Local dev connecting to BTP ABAP:

{
  "mcpServers": {
    "sap-btp": {
      "command": "arc1",
      "env": {
        "SAP_BTP_SERVICE_KEY_FILE": "~/.config/arc-1/btp-service-key.json",
        "SAP_SYSTEM_TYPE": "btp"
      }
    }
  }
}

Deployed on CF connecting to on-premise (multi-user):

# manifest.yml
applications:
  - name: arc1-ecc-dev
    env:
      SAP_BTP_DESTINATION: SAP_ECC_DEV
      SAP_PP_ENABLED: true
      SAP_PP_STRICT: true
      SAP_TRANSPORT: http-streamable
      SAP_XSUAA_AUTH: true


Security Recommendations

  1. Use SAP_ALLOW_WRITES=false for production systems — prevents object, transport, and Git mutations
  2. Use SAP_ALLOW_FREE_SQL=false for sensitive systems — blocks arbitrary SQL queries
  3. Use SAP_ALLOWED_PACKAGES=Z*,Y*,$TMP — restricts write operations to custom code packages (default is $TMP only — local objects)
  4. Use ppStrict=true — ensures every request has a user identity (no fallback to service account)
  5. Deploy separate instances per system — limits blast radius
  6. Use XSUAA auth for deployed instances — proper OAuth 2.0 with scopes (read/write/data/sql/transports/git/admin)
  7. Set SAP_SYSTEM_TYPE explicitly in production — ensures correct tool definitions from startup
  8. Set SAP_INSECURE=false on CA-signed landscapes — the tracked mta.yaml / manifest.yml ship "true" for the on-prem HTTP Cloud Connector path; on a TLS landscape it silently disables certificate verification (no startup warning)
  9. Set ARC1_RATE_LIMIT (e.g. 60) on multi-user instances — the per-user MCP quota is off by default, so one runaway agent loop can saturate the shared SAP request semaphore

Why the package allowlist matters

ARC-1 feeds SAP-resident content (source, comments, errors) to the LLM, which then issues tool calls under the user's identity. SAP_ALLOWED_PACKAGES is the backstop that contains a prompt-injected model writing outside its scope — prefer a DEVCLASS subtree (ZTEAM/**) over * so the containment survives even a steered model.


Security Hardening

For a comprehensive security hardening checklist covering TLS, header validation, token handling, and production lockdown, see the Security Guide.
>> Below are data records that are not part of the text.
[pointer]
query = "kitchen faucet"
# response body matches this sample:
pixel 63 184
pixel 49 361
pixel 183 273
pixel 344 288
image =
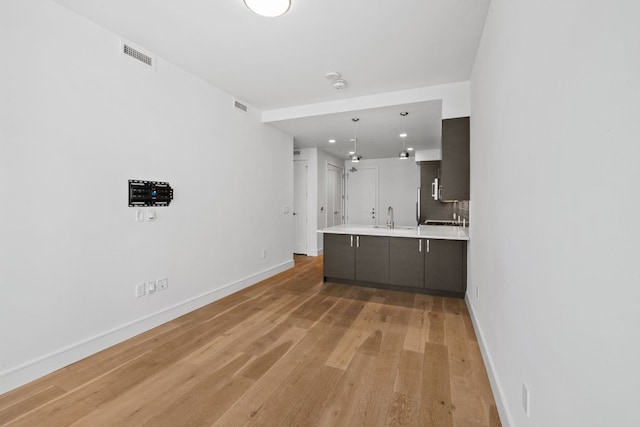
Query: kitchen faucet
pixel 390 217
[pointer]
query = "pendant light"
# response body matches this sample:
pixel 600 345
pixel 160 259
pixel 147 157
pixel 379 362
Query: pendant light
pixel 355 157
pixel 404 154
pixel 268 8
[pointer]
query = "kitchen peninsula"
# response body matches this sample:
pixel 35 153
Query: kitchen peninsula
pixel 427 259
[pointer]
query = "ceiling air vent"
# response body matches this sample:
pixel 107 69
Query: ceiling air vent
pixel 135 53
pixel 240 106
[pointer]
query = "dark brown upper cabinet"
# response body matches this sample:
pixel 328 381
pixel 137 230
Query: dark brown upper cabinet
pixel 454 173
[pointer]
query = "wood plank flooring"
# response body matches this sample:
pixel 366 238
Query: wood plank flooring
pixel 289 351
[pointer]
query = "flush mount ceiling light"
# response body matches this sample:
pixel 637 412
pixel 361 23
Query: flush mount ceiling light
pixel 268 8
pixel 404 154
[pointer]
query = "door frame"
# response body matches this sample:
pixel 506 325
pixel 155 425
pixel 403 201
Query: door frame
pixel 374 167
pixel 304 203
pixel 326 192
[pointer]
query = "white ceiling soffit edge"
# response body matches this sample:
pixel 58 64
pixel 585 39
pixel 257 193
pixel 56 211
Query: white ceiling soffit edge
pixel 428 155
pixel 456 102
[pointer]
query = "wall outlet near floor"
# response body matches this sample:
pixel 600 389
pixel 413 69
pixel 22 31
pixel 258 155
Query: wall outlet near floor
pixel 141 290
pixel 525 399
pixel 151 287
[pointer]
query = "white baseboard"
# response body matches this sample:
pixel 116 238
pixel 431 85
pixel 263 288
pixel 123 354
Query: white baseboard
pixel 34 369
pixel 505 415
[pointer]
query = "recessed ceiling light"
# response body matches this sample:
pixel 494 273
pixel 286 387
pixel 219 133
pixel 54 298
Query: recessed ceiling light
pixel 268 8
If you deploy ARC-1 behind a reverse proxy (nginx, Envoy, etc.) outside of Cloud Foundry, ensure the proxy strips or sanitizes inbound X-Forwarded-* and Forwarded headers before forwarding to ARC-1. Unsanitized forwarded headers can lead to SSRF or authentication bypass if ARC-1 or downstream services trust them for request routing.


Key Files Reference

File Purpose Customize?
mta.yaml MTA build descriptor — services, conservative SAP_ALLOW_* defaults, placeholder destinations. Tracked. Ships SAP_INSECURE: "true" for the Cloud Connector HTTP path — override to "false" on CA-signed landscapes. Rarely — use .mtaext for overrides
mta-overrides.mtaext.example Tracked template documenting every overridable property. No — copy it to mta-overrides.mtaext (gitignored) and edit that
mta-overrides.mtaext (or any mta-*.mtaext) Per-landscape MTA extension (real destinations, safety flags). Gitignored. Yes — uncomment and set values for your environment
manifest.yml CF deployment manifest (on-premise via Cloud Connector) Yes — change SAP_URL, destination name, safety flags
manifest-btp-abap.yml CF deployment manifest (BTP ABAP via per-user destination) Yes — set the destination name and safety flags; do not mount the ABAP service key into ARC-1
Dockerfile Multi-stage Alpine build, all env vars documented Rarely — use env vars for config
.env.example Template for local .env file Yes — copy to .env and fill in
xs-security.json XSUAA scopes, roles, redirect URIs Yes — add redirect URIs for your MCP clients
bin/arc1.js npm global CLI entry point No

Deploying Without Docker

If the Docker image doesn't fit your needs (custom certs, patching, compliance), deploy as a Node.js app using CF's nodejs_buildpack. See BTP CF Deployment for the full guide.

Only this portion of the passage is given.